かなければ、話が先に進まないのではなかろうか?と



 そう本堂が判断すると戦闘モードを解除し、いつもの姿へと本堂は戻り相手に対して両手を挙げて何かしらを行う事をしないという意思を表現し、対話を行おうと試みる



「君たちに危害を加える気はない、私は本堂ホンドウという。本堂だ・・・」



 そう自身を指さしながら言葉にするが・・・



「・・・」

「・・・」



 彼らからの反応の変化は見受けられない。


 先ほど耳にした言語は、本堂がもっている知識の中の物とは異なりすぎているので、通じないのは当たり前の事であろう。

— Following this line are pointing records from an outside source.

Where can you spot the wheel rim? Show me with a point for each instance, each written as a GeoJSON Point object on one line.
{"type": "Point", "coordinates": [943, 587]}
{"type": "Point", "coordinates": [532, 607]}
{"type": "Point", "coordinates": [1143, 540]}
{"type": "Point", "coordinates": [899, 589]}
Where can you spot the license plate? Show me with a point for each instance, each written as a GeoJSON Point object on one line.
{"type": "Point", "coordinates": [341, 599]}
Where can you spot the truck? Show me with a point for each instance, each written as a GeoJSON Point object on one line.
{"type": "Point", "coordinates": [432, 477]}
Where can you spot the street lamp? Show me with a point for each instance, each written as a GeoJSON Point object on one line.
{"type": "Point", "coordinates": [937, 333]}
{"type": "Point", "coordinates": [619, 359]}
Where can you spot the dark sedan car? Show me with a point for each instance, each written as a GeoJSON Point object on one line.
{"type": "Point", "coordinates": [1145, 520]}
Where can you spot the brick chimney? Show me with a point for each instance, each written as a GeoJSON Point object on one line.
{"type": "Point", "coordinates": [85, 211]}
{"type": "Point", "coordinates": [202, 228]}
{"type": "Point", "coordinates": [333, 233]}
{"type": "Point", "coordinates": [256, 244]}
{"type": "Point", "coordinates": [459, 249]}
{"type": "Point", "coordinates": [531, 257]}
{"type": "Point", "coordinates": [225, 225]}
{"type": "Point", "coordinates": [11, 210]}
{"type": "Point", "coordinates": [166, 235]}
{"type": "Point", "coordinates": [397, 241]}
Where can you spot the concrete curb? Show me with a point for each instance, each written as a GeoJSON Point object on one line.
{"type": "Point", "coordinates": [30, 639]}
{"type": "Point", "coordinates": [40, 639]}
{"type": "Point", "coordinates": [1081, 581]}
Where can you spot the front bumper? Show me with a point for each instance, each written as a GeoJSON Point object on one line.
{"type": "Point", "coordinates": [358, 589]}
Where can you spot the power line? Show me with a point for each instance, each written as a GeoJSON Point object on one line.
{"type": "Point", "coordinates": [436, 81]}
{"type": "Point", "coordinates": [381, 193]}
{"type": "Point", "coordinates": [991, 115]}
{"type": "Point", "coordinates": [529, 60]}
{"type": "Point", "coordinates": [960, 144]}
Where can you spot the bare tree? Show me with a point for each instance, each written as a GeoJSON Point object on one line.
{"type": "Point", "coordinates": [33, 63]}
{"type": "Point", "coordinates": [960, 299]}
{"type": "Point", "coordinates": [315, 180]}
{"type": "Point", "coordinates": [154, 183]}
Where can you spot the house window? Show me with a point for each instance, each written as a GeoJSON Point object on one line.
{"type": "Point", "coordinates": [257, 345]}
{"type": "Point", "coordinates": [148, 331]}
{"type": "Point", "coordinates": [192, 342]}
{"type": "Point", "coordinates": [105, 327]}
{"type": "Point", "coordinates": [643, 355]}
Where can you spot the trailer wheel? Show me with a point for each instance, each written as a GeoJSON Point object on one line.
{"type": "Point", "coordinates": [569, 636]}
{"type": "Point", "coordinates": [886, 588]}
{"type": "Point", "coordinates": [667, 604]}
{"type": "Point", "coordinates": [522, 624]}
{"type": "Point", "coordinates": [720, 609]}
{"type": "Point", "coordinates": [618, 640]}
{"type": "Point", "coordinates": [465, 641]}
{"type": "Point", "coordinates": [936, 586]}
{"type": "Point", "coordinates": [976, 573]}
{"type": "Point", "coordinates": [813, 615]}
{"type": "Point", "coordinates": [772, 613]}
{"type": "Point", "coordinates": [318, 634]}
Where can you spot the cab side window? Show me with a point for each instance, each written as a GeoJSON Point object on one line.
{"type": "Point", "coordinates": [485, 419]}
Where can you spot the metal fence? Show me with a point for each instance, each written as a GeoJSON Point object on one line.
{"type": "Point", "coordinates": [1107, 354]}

 いや、反応は一応あった。変身を解除した際に初めて見たとでもいう驚きに近い変化はあったが、すぐに元にもどっただけでもあった。


 だが、それでも本堂は、彼らに対しては危害を加えるつもりもないことをなんとか伝え、そしてこの場を離れることが重要である点を伝えねばと、身振り手振りで何とかしようと思った矢先、本堂の思考に何かしらのノイズが走る



「ぐっ・・・な、なにが起こっている・・・」



 痛みという物が起きている訳ではないが、めまいの様な平衡感覚が狂うとでもいう様なそんな感覚にさいなまれた、

 以前、この様な能力をもった怪人と戦った記憶がよみがえる。



「ま、まさか・・・精神感応テレパシスト怪人・・!?」



 過去、トライヴが戦った怪人に精神感応テレパシストを扱う怪人というのがいた。

 こちらの脳に直接意思志向をたたきつけ、こちらの判断を鈍らせるというマインドコントロールに近い能力をもった怪人であったが、戦闘能力はさほど強い物でもなかった、だが、戦闘を主とする怪人との共闘となると、その能力はトライヴとしての機能を著しく削ぐのには十分な能力だったのである。


 その時と似た現象が自分に起きている。それはつまり、その能力を持った怪人がこの近くに来ているという事に他ならない。


 あの時は、一緒に戦ってくれた友がいたのだが、いまはその存在はいない。



「まずい・・・援軍をつれて戻ってきたか・・・?」



 本堂は、その場を離れるという事を断念し、迎撃をするべく周囲に注意を払う事にした。


 先ほどから頭の中に響くひどい違和感がさらに強った時



『あなたは、何者ですか?』



 そういう言葉の様なものが聞こえた様な気がした。

 いや、それは言葉というにはいささか変なのである。


 本堂の改造された聴覚に入ってきた訳ではなく、直接頭の中にそういう認識が発生したとでもいうのか



「誰だ!!どこにいる!!出てこい!!!」



 その言葉で出てくる可能背はほぼないだろうが、相手に対しては「気づいている」という意思表明にはなるだろう。


 警戒する構えをとりながら、正面、側面、背面、そして上空と、順次に目くばせをしながら辺りを伺い続けるが、視認できるのは遺体のままの怪人と、先ほど治療を施した二人の白人がいるだけである。


 だが、先ほど頭の中に響いた言葉は、それ以外の存在をこの林の中にいる事を示している。


 ならば擬態している可能性はゼロではない。過去にもそういう怪人がいた事があったのだ。「警戒しても、警戒しすぎる事は別に悪い事ではないぞ」とは友の言葉である。

 その言葉を思い出しながらも、本堂はそばにいる二人を護らなければと、焦りが出てくる。


 そんな時、再び頭の中に響くものがあった



『近くにいます。』



 そう認識した方向、否、認識させられた方向へと視線を向けると、先ほどの白人の女性が自身に手を当てて、本堂を睨んだままそう何かを口にしていた。


 が、耳に聞こえる言葉とは裏腹に、頭の中に響く言葉は、先ほどと同じ認識に陥る。



『あなたは、何者ですか?』



 その言葉を発する元を知った時



「君は、改造されてしまった・・・人間だったのか・・・」



 本堂の目には、怒りとも悲しみともいえる感情が現れ、無意識に拳を強く握りしめていた。



 彼らがザ・リークから逃げ出してきた者たちであると、本堂は確信した。